The best health and availability of your Amazon EC2 instances are essential for providing your users with uninterrupted services in the fast-paced world of cloud computing. As the foundation of your infrastructure, EC2 instances need constant monitoring and prompt intervention to prevent any downtime and performance problems. In this blog post, we’ll look at how to use AWS Systems Manager (SSM) Runbooks and Amazon EC2 Status Checks to automate the process of restarting your EC2 instances when necessary while also proactively monitoring their health.
In this configuration we are using AWS services such as IAM, CloudWatch, Eventbridge and SSM.
Step 1:
Select the EC2 instance that you want to restart when the EC2 status check fails. First of all configure SSM in it. Then go to the status checks option then dropdown the Actions, from there you can create a status check alarm. You can also add SNS topic for notifications.
Step 2:
Once the Alarm creation complete, we can create an event rule to run the SSM runbook on the state of ALARM. For that you can use the below event pattern.
When you choose the target, select the target as Systems Manager Automation and Document as AWS-RestartEC2Instance, then provide the instance ID in the InstanceId field. Please have a check on the below screenshot.

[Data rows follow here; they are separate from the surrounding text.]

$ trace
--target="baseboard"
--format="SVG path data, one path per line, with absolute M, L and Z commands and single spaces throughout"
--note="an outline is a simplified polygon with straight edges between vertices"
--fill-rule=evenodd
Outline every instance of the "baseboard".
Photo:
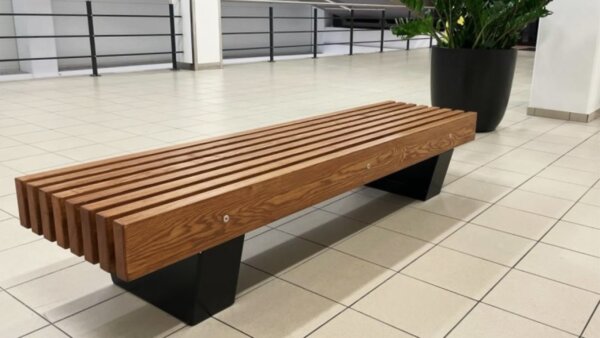
M 600 109 L 591 114 L 574 113 L 562 110 L 552 110 L 544 108 L 527 107 L 527 115 L 547 117 L 551 119 L 574 121 L 574 122 L 592 122 L 600 117 Z

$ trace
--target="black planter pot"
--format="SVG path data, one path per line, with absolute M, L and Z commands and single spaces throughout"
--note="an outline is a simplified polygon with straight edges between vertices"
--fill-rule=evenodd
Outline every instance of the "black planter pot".
M 477 131 L 493 131 L 508 105 L 516 61 L 515 49 L 434 47 L 431 103 L 477 112 Z

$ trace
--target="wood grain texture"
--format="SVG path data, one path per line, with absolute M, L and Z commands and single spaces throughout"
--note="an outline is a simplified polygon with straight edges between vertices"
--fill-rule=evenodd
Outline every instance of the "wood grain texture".
M 117 275 L 136 279 L 473 140 L 475 120 L 462 114 L 118 219 Z
M 345 109 L 345 110 L 341 110 L 338 112 L 321 115 L 318 117 L 305 118 L 305 119 L 300 119 L 300 120 L 296 120 L 296 121 L 292 121 L 292 122 L 286 122 L 286 123 L 276 124 L 276 125 L 272 125 L 272 126 L 268 126 L 268 127 L 258 128 L 258 129 L 254 129 L 251 131 L 243 131 L 243 132 L 239 132 L 239 133 L 234 133 L 234 134 L 228 135 L 226 137 L 214 137 L 214 138 L 209 138 L 209 139 L 202 140 L 202 141 L 188 142 L 188 143 L 183 143 L 183 144 L 179 144 L 176 146 L 170 146 L 170 147 L 160 148 L 160 149 L 156 149 L 156 150 L 139 152 L 139 153 L 132 154 L 132 155 L 118 156 L 118 157 L 114 157 L 114 158 L 110 158 L 110 159 L 93 161 L 93 162 L 89 162 L 89 163 L 85 163 L 85 164 L 78 164 L 78 165 L 74 165 L 74 166 L 65 167 L 62 169 L 54 169 L 54 170 L 45 171 L 45 172 L 41 172 L 41 173 L 37 173 L 37 174 L 19 177 L 16 179 L 16 186 L 17 186 L 17 195 L 18 195 L 18 201 L 19 201 L 19 210 L 20 210 L 20 212 L 23 212 L 23 215 L 20 215 L 21 216 L 20 220 L 21 220 L 21 223 L 23 223 L 23 225 L 25 227 L 28 227 L 28 228 L 31 227 L 31 220 L 29 219 L 30 211 L 28 210 L 29 202 L 27 199 L 26 186 L 25 186 L 26 184 L 29 186 L 34 186 L 36 188 L 40 188 L 44 185 L 51 184 L 52 182 L 56 183 L 56 182 L 68 181 L 73 178 L 73 175 L 75 175 L 75 177 L 81 177 L 82 174 L 83 174 L 83 176 L 85 176 L 85 175 L 90 175 L 91 173 L 107 172 L 107 171 L 112 170 L 111 168 L 114 168 L 115 165 L 121 166 L 121 167 L 124 165 L 126 166 L 128 163 L 131 163 L 132 160 L 144 160 L 144 159 L 147 159 L 148 157 L 164 155 L 164 154 L 168 154 L 168 153 L 175 152 L 175 151 L 182 151 L 182 150 L 186 151 L 192 147 L 202 146 L 202 145 L 206 145 L 206 144 L 213 144 L 215 142 L 226 142 L 227 140 L 235 141 L 236 138 L 244 138 L 244 137 L 247 138 L 247 137 L 255 137 L 255 136 L 261 135 L 261 134 L 273 133 L 273 132 L 284 132 L 285 130 L 293 129 L 295 127 L 298 127 L 300 125 L 307 124 L 307 123 L 320 123 L 325 120 L 343 118 L 346 115 L 355 114 L 359 110 L 377 109 L 377 108 L 382 108 L 385 106 L 397 105 L 397 104 L 402 104 L 402 103 L 395 103 L 393 101 L 384 101 L 384 102 L 379 102 L 379 103 L 366 105 L 366 106 L 362 106 L 362 107 L 358 107 L 358 108 Z M 37 206 L 37 202 L 33 202 L 32 205 Z
M 244 153 L 252 154 L 252 152 L 257 149 L 272 148 L 280 143 L 306 139 L 311 136 L 311 134 L 325 133 L 324 130 L 330 128 L 329 126 L 338 126 L 338 128 L 340 128 L 339 126 L 348 123 L 359 123 L 357 121 L 367 117 L 381 118 L 379 115 L 385 115 L 403 107 L 413 106 L 414 105 L 400 103 L 385 103 L 375 107 L 368 106 L 366 108 L 358 108 L 335 116 L 316 118 L 311 121 L 304 121 L 294 125 L 286 125 L 282 128 L 283 131 L 276 129 L 269 132 L 247 133 L 236 138 L 227 137 L 224 140 L 216 140 L 208 144 L 203 143 L 198 146 L 187 147 L 183 150 L 178 149 L 175 151 L 164 152 L 159 155 L 152 155 L 142 159 L 136 158 L 134 160 L 125 161 L 128 163 L 127 166 L 123 164 L 125 162 L 111 163 L 108 167 L 93 168 L 91 170 L 69 174 L 66 177 L 68 179 L 64 182 L 56 183 L 56 177 L 48 178 L 45 181 L 36 181 L 34 182 L 34 185 L 41 188 L 41 192 L 38 201 L 31 201 L 31 203 L 38 203 L 41 209 L 48 210 L 49 196 L 52 195 L 57 198 L 58 201 L 55 204 L 56 207 L 53 208 L 52 211 L 48 211 L 47 217 L 42 217 L 41 219 L 42 224 L 46 224 L 42 227 L 44 231 L 50 231 L 49 233 L 44 232 L 44 235 L 47 238 L 52 238 L 53 233 L 51 232 L 51 229 L 53 228 L 56 233 L 62 232 L 71 234 L 73 233 L 73 229 L 66 232 L 65 229 L 69 227 L 69 225 L 64 223 L 65 219 L 67 221 L 69 220 L 69 217 L 66 217 L 65 215 L 50 217 L 52 212 L 58 213 L 66 210 L 63 206 L 65 199 L 80 197 L 79 200 L 70 200 L 71 204 L 79 206 L 83 203 L 100 199 L 101 196 L 98 196 L 100 192 L 106 192 L 109 190 L 108 188 L 117 187 L 128 182 L 147 182 L 150 177 L 194 167 L 198 164 L 216 161 L 227 156 L 238 159 L 240 155 Z M 60 179 L 66 178 L 63 176 Z M 55 182 L 55 184 L 47 185 L 50 180 L 54 180 L 53 182 Z M 135 187 L 135 189 L 137 188 L 138 187 Z M 88 198 L 87 200 L 85 199 L 86 197 Z M 54 222 L 54 220 L 60 220 L 62 222 L 48 224 L 48 222 Z M 74 237 L 71 243 L 74 246 L 73 251 L 79 253 L 81 251 L 81 242 L 78 239 L 81 235 L 78 233 L 75 234 L 76 237 Z M 61 239 L 59 245 L 64 246 L 65 244 L 66 243 Z
M 19 216 L 132 280 L 450 150 L 475 119 L 385 101 L 55 169 L 15 180 Z

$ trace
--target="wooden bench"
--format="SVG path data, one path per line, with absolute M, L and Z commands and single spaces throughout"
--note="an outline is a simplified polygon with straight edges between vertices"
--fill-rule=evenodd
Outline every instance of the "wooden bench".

We need to specify the Execution role, either we can create a new role or we can use an existing role. We need to specify two policies in the role CloudWatchFullAccess and AmazonEC2FullAccess.
That’s all the setup is completed now. Whenever the EC2 instance status check fail the cloudwatch metric will change to ALARM state and the event rule will trigger the runbook.
You can see the runbook execution from AWS Systems Manager >> Automation.